デキるビジネスパーソンこそ読む力がある

先ほど例に上げた帰国子女の彼はほとんど本を読んで来なかったと言います。英会話の内容がティーンネイジャーの若者レベルから、まったく発展していない、その理由は「英文の読解をまったくしていないから」という理由は間違いではないと思います。考えてみればこれは不思議なことでも何でもないのです。

日本人で仕事でバリバリ活躍する一流のビジネスマンたちを見て下さい。彼らの中でたった一人でもいいので、「日常的に活字を読まない」という人がいるでしょうか?

あなたの周りを見て下さい。「あの人は仕事出来過ぎ!すごい!」とか「とっても知的で教養があり、話題が豊富で話がとても楽しい」と思う人が活字をまったく読まない生活を送っているでしょうか?答えはNOですよね?当然です。知的な会話、仕事をバリバリこなすノウハウ、こうしたものは母国語・外国語に関わらず、大量の読解に支えられているからです。

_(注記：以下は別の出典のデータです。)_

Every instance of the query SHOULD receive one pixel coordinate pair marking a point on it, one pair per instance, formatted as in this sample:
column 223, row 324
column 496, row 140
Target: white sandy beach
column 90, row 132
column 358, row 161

語彙力は大量の読解から養われます。微細な違いやニュアンス、誤解のないコミュニケーションは豊富な語彙力が助けてくれるのです。例えば色を伝える上でも語彙力はものすごく役に立ちます。「赤」と言うのと「ワインレッド」と言うのとでは伝わる情報の細かさが異なります。また、自分の意思を正確に、スムーズに伝える力もありますから、同じ人にお願いをする時にも

「これをやっておいてくれ」

というと言われた相手はムカッと来ることがありますが、

「これを早めに済ませることで後々、業務が楽に進みますよ」

という方が気持ちよく受け入れられやすくなりますよね?なぜかというと、後者の言い方は相手に取り組むメリットを伝え、押し付けがましくないからです。ビジネスの達人とは、こうしたコミュニケーション能力の達人でもあり、それは大量の活字を読解する事に支えられているのです。翻って、まったく活字を読まない人たちは話題や語彙が読む人に比べて劣ってしまいます。それが仕事や学業にも出てしまうわけです。

母国語でも大量の読解が知性の根幹になっていることは疑いようもない事実、外国語であれば尚更です。私の知っている範囲に限定した話でも、英語で知的な会話を楽しめる人、ビジネスで重役に付いている人、翻訳家などはみんな英語を大量に読んでいます。新聞もそうですし、ビジネスなどの専門書や学習本、そしてWeb記事などを含めて日常的に読書を楽しんでいるのです。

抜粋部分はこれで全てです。